PCR1 and PCR2 were therefore reapplied to tissue RNAs from
a larger
study group, cohort 2. The results showed the presence of MTG
sequences in a number of patient tissues (Fig.
6b and Table
7),
including 12 of 17 RA samples (70.6%), 8 of 17 OA specimens (47%),
and one each of suspected septic arthritis and psoriatic arthritis
controls. These results suggest no specific association of MTG
sequences with late-stage RA, although their prevalence in this
patient
group appears to be higher. This could be due merely to
the greater
degree of chronic inflammation found in these patients,
leading to a
general increased trafficking of bacteria, perhaps
carried to this area
by immune cells continuously recruited to
the site of
inflammation.
Detection of MTG in synovial tissue from early RA and ReA
patients.
It has been shown previously by our group that
later-stage RA and OA tissues are colonized by a variety of bacteria
and the joint tissues usually contain a number of different species
(28). MTG could be merely a part of this general bacterial
milieu, most likely opportunistically colonizing tissue which is
already diseased and compromised. Therefore, to look for any
association of MTG with early RA, we applied MTG-specific PCR1 and PCR2
to a third cohort of tissues from patients with early-stage RA and ReA
(Fig. 7).
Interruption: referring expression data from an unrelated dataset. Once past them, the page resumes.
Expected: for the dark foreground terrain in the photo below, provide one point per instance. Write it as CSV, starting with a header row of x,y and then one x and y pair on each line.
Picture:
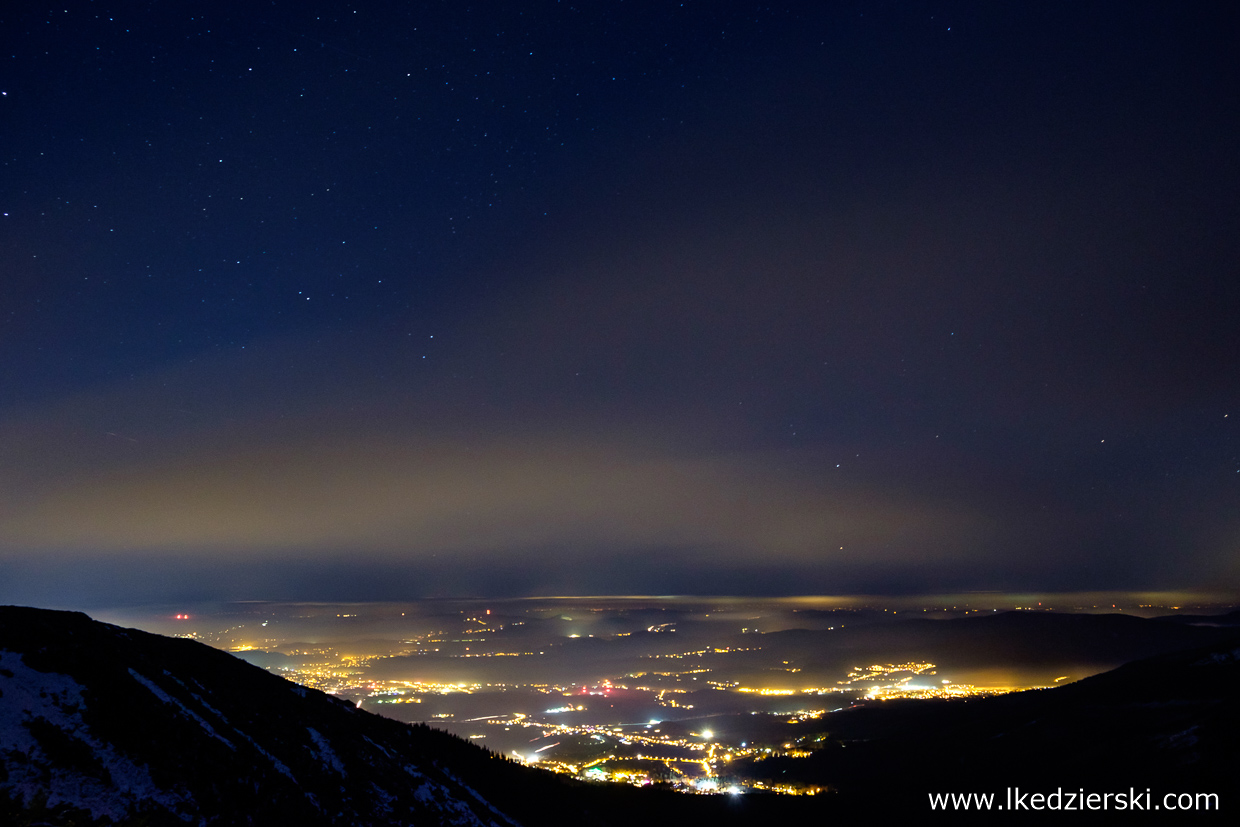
x,y
102,725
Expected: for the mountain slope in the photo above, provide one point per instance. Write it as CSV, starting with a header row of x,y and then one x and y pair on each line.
x,y
117,723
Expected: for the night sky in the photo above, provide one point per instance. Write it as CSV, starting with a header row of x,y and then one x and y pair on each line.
x,y
368,301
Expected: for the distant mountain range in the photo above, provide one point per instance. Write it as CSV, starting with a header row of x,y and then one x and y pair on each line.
x,y
109,725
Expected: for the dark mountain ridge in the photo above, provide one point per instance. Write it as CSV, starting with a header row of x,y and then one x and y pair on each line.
x,y
108,725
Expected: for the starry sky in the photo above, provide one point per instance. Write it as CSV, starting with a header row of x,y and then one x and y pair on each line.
x,y
368,301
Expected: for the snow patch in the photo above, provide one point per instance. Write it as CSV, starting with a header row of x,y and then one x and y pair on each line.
x,y
110,791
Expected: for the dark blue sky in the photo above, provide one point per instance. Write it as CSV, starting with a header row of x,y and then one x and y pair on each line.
x,y
365,301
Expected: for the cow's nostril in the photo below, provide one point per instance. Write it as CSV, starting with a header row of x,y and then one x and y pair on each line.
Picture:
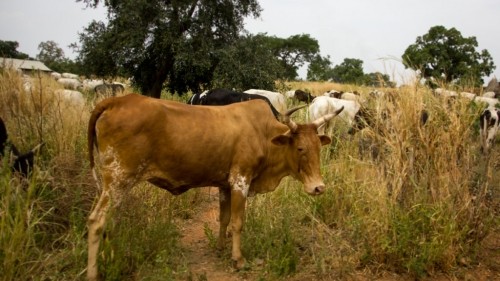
x,y
319,189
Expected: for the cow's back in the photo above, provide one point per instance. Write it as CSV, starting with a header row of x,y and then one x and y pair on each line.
x,y
179,145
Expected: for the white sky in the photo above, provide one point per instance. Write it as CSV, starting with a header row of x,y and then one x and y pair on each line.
x,y
375,31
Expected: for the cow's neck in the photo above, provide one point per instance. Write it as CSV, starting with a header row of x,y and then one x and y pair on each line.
x,y
274,169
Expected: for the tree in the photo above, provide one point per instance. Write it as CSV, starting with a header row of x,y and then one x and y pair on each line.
x,y
8,49
443,54
157,41
248,64
377,79
320,69
293,51
349,71
50,52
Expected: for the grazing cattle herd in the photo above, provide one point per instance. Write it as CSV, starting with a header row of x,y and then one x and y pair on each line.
x,y
244,143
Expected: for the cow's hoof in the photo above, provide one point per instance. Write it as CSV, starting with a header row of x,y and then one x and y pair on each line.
x,y
240,263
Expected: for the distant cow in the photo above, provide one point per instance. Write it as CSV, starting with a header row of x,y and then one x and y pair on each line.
x,y
224,97
352,115
19,162
107,89
489,123
276,99
70,83
70,97
300,96
240,148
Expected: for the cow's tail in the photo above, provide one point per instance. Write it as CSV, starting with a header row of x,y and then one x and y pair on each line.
x,y
91,137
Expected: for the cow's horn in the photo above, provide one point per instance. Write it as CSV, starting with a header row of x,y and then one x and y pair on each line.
x,y
286,117
322,120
The PCR signal generated with
primers R1 and R2 were rather weak, and the products show evidence of
prior nucleic acid degradation. Upon cloning and sequencing, these
products were found to be bacterial in origin (data not shown),
although of short length. However, this does not appear to obviate
their utility as template for nested PCR2, where a clear signal was
generated in a small number of patient samples. Two of six (33.3%) of
the early RA and only one of six (16.67%) of the early ReA patients
were found to have MTG sequences in their synovium (Fig. 7b and Table
7); this implied no specific association of MTG with early RA. In
addition, only a small proportion of early RA patients showed evidence
of MTG in their synovium, perhaps also suggesting no etiopathological link of this group of organisms with disease.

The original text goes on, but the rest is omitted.